〇抗がん剤治療や放射線治療が行われている時期のリハビリテーションでは
治療中・治療後の体力低下を予防する目的で筋力訓練や基本動作訓練、体力維持訓練を中心に行います。抗がん剤治療中は倦怠感の出現や活動量の低下が起こりますが、運動療法を実施することにより軽減することや気分転換になり精神的苦痛も軽減されことがわかってきており、白血病等の血液疾患や造血幹細胞移植治療の方に対しても取り組んでいます。

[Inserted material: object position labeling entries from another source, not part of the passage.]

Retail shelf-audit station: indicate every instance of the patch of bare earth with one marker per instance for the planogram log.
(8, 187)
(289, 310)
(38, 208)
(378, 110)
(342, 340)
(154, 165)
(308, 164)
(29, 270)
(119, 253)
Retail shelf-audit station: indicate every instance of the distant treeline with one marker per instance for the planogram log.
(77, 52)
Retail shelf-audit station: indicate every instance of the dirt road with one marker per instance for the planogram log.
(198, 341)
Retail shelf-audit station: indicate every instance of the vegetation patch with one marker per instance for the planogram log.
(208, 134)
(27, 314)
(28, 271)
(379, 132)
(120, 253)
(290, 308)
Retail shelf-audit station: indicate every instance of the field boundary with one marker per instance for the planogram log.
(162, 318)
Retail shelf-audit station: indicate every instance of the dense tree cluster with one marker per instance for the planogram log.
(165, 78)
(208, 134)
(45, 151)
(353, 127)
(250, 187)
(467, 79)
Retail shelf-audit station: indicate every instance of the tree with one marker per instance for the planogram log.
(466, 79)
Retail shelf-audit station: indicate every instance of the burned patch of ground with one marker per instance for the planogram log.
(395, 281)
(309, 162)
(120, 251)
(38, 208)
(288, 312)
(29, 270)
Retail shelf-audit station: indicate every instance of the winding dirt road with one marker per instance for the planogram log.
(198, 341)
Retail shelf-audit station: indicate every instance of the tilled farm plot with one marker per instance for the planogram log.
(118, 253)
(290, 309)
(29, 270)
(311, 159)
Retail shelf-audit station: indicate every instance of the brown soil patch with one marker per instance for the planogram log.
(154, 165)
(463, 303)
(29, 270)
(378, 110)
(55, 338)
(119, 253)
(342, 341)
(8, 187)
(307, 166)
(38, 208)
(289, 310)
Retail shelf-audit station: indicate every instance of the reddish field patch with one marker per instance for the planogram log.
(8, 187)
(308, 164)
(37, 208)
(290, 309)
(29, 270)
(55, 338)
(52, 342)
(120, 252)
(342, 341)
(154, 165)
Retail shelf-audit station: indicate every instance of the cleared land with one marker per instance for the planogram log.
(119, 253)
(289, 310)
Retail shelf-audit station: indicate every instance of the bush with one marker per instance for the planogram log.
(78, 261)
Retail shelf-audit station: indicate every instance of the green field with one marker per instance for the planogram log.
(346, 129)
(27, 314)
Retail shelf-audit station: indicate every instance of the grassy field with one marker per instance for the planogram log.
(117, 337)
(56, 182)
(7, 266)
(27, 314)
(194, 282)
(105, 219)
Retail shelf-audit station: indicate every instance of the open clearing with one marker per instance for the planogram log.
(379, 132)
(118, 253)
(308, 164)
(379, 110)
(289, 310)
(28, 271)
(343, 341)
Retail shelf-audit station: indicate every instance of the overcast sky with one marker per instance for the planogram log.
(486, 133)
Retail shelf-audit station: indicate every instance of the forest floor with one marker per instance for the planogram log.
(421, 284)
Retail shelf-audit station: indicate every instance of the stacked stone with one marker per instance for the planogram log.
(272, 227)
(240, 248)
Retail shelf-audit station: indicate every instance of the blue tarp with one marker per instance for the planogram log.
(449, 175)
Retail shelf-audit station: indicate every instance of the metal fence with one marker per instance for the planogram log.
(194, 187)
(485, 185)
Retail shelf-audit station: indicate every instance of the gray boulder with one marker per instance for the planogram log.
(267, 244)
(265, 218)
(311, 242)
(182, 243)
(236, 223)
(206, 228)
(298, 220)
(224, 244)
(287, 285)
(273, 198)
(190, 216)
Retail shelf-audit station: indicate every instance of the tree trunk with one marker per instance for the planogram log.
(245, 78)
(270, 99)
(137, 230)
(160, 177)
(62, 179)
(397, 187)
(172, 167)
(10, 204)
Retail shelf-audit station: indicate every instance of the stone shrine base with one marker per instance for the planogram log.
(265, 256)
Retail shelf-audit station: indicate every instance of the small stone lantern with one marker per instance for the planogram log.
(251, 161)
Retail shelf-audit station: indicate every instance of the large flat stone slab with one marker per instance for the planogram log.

入院による活動量減少もあるため体力維持目的にPT(理学療法士)やOT(作業療法士)による個別での指導内容をもとに病棟看護師や患者さん自身での自主練習も含めた生活の中に定着できるような継続的なリハビリテーションを行っております。
〇緩和的リハビリテーションの時期では
終末期の患者様には身体機能を維持できるように基本動作訓練や疼痛緩和目的に動作指導、関節可動域訓練、リラクゼーション等を患者様ごとの要望にあわせて対応しています。多職種連携し在宅療養に向けての環境調整などの支援も行っています。
治療に伴う廃用を予防し、ADL・身体機能を可能な限り維持・回復させ、退院後のQOLを高く保てるように援助致します。